As already intimated, the notion of dependent and independent variables is not as rigid in SEM as it is in regression. Any variable can be either a dependent or independent variable, depending on how you want to think about a system of relationships. As mentioned, at any given level of a relational chain, the variables at that level are dependent variables and the variables one level below it are independent variables. (If we add two important concepts-directionality of effect and priority in time-the SEM models cease to be correlational and become causal models).

In our original example, we have three dependent variables, the three features of a new car studied with conjoint analysis. Using the traditional techniques, you would do three separate regression analyses with no real relationship between the individual results. SEM will solve for the regression weights of all three dependent variables simultaneously. SEM will also show you the relationship between the three dependent variables, something traditional regression analysis can not do (since there is only one dependent variable). This is illustrated in Exhibit 5 by the double headed arrows between the dependent variables, indicating that there is a correlation between each. (The observant reader will have guessed that a latent variable could be put "after" the three dependent variables to explain the correlation between them). And if one posits intervening latent variables between the measured variables and the set of dependent variables, SEM will define the latent variables so as to maximize the relationship with all three of the dependent variables, using both direct and indirect paths!


Exhibit 5


Hopefully, this article will have suggested the versatility and power of SEM. It is important to note, however, that SEM is really a modeling system and not a data reduction methodology. This means that in order to build a higher order latent variable model with measured variables having both direct and indirect effects, one needs to have a pretty good understanding of how a marketplace is structured. SEM is best used for testing the relative adequacy of several competing models of how a market is structured, rather than for discovery how a market is structured.

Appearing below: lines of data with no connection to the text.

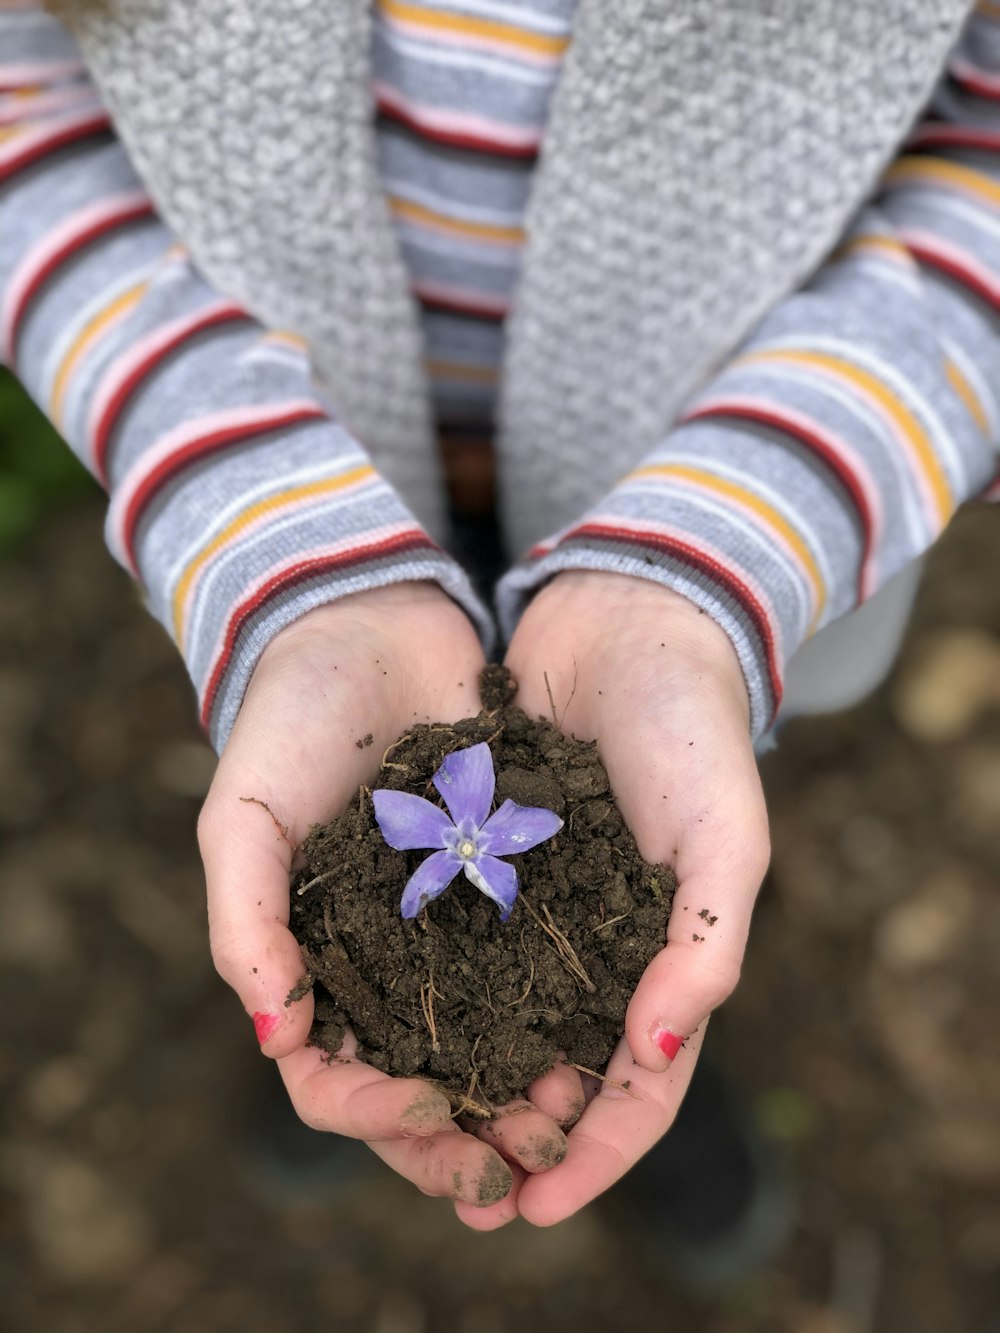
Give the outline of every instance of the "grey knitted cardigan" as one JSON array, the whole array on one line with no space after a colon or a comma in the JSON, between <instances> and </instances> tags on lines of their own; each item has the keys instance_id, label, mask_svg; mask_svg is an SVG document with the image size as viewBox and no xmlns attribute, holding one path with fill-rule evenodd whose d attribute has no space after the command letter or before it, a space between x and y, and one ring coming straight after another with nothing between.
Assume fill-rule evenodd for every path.
<instances>
[{"instance_id":1,"label":"grey knitted cardigan","mask_svg":"<svg viewBox=\"0 0 1000 1333\"><path fill-rule=\"evenodd\" d=\"M634 465L817 266L970 7L581 0L509 321L512 551ZM375 165L369 0L107 0L75 27L163 217L218 287L308 338L340 416L440 532L417 318Z\"/></svg>"}]
</instances>

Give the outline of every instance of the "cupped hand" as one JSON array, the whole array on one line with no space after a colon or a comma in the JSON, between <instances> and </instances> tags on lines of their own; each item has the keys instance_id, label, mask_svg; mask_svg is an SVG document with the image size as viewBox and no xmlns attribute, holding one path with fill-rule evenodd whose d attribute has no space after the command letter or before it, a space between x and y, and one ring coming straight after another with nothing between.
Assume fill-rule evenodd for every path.
<instances>
[{"instance_id":1,"label":"cupped hand","mask_svg":"<svg viewBox=\"0 0 1000 1333\"><path fill-rule=\"evenodd\" d=\"M550 1076L537 1106L516 1108L509 1125L476 1137L458 1128L431 1084L358 1060L350 1034L343 1058L328 1061L306 1045L311 994L288 1003L303 972L288 930L295 848L313 824L346 808L415 721L477 712L482 666L467 617L433 584L358 593L309 612L275 637L254 671L198 837L213 959L301 1118L364 1139L422 1191L463 1200L472 1224L489 1227L515 1215L517 1186L538 1169L539 1139L564 1149L554 1121L579 1109L575 1072L572 1086L565 1074Z\"/></svg>"},{"instance_id":2,"label":"cupped hand","mask_svg":"<svg viewBox=\"0 0 1000 1333\"><path fill-rule=\"evenodd\" d=\"M551 716L551 695L565 732L597 740L640 853L678 879L666 947L632 997L607 1081L565 1160L520 1190L521 1215L549 1225L672 1123L708 1015L739 977L770 849L739 662L686 598L625 575L557 575L525 612L507 663L530 716Z\"/></svg>"}]
</instances>

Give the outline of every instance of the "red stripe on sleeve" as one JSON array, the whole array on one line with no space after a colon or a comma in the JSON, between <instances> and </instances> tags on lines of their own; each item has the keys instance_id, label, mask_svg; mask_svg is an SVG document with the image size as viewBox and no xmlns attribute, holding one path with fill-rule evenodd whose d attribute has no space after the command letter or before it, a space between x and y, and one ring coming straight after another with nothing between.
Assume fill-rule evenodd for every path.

Some of the ways we have used SEM include:

1. Using conjoint analysis derived utility values as the dependent variable and attitudinal items as the independent variables to determine how association with the attitudinal variables "drive" perceptions of value;

2. Using ideal points derived from perceptual maps as the dependent variable and conjoint derived utility values as the independent variable;

3. Extensive applications in developing formal models of customer satisfaction;

4. In tracking studies to illustrate how the weights between levels of the relational chain change over time;

5. In advertising research to determine the "level of processing" where advertising is exerting its effect;

6. In business-to-business research to understand value chains and value adding;

7. To more fully understand and document difference in market segments. Here segment membership is a latent variable;

8. To relate price sensitivity and brand loyalty to both product and respondent attributes;

9. To develop the prediction equations that serve as the basis to virtual reality software-market simulation software that includes an extensive enough array of variables to more fully mimic a marketplace, unlike the familiar simulators which use only a few respondents and product features and therefore simulate only a small comer of reality.

A final word of caution. There are now two publicly available packages for structured equation modeling: LISREL and EQS. Both require a pretty good level of familiarity with the concepts of SEM and statistical methods. Both have the ability to quickly solve meaningless models! Anyone interested in doing structured equation modeling is well advised to avail themselves of training; the technique is not too tolerant of errors and has not developed to the point where one can do a "canned" structured equation model. Nonetheless, in the right hands, SEM provides a powerful statistical technology for building bridges between seemingly disparate databases and going "behind" the numbers to understand the psychological context which gave rise to the particular numbers.